He bustled about the little vessel, turning every soul on board to some employment or other; and those of the newcomers who did not know his wishes, and were not quick enough for his taste, received instruction in a manner which is understood by men all the world over, be their skins black, or white, or yellow.
The process might not be very pleasant for those who came in contact with it, but it was very effective for the purpose aimed at. In sea parlance Kettle had to "break up" some half-dozen of them before all hands acquiesced to his dictatorship; but they were quick to see there was a Man over them this time, and involuntarily they admired his virility even while they rubbed ruefully at their bumps; and during the times of stress that came afterward, none of these Africans were so smart to obey as those on whom their taskmaster's hand had originally come heaviest.
The period of instruction was short. It began when the little stern-wheeler slipped off the bank and got under weigh. It was completed satisfactorily during the twelve miles run down the river. The boat was steered into M'barri-m'barri creek, made hastily fast to trees on the bank, and exuded her people in an armed rush. They had possession of the place almost before the villagers knew of their arrival, and proceeded to the object of their call. There was no especial show of violence.

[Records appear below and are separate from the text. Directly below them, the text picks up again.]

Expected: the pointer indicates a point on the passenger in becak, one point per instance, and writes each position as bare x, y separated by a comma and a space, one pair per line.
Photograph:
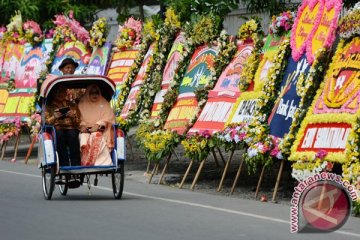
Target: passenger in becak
97, 135
68, 66
65, 117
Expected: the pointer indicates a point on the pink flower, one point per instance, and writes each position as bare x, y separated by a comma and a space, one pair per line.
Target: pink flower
321, 154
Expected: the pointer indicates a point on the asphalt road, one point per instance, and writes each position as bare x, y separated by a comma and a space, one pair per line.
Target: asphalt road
146, 211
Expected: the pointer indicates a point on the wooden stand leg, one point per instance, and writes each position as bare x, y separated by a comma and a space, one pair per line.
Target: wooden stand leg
237, 177
30, 149
221, 156
259, 182
153, 172
3, 150
186, 173
215, 158
225, 171
131, 150
148, 167
197, 174
165, 168
16, 145
176, 155
278, 180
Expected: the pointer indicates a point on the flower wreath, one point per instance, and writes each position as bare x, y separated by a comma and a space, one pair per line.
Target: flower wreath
98, 33
250, 31
14, 31
68, 29
282, 23
197, 146
349, 25
33, 33
195, 38
306, 88
125, 87
129, 34
153, 75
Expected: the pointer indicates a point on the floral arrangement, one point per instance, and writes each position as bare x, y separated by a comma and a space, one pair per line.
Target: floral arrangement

The women and the children were imprisoned in the huts; the men were given axes, and sent off into the forest to cut and gather fuel; and, meanwhile, the landing party set themselves to eat what they fancied and to carry off any store of ivory and rubber that they might chance upon. There was nothing remarkable in the manoeuvre. It is the authorized course of proceedings when a Free State launch goes into the bank for wood and supplies.
The villagers brought down the logs smartly enough, and waxed quite friendly on finding that none of the hostage women and children had been killed or maltreated during their absence. They duly gave up the German axes which had been loaned to them, and carried the wood aboard. Kettle arranged its disposition. He had solid defences built up all round the vulnerable boiler and engines. He had a stout breastwork built all round inside the rail of the lower deck, quite stout enough to absorb a bullet even if fired at point-blank range. And he had another breastwork built on the third deck, above the cabins, so that he turned the flimsy little steamer into a very staunch, if somewhat ungainly, floating fort.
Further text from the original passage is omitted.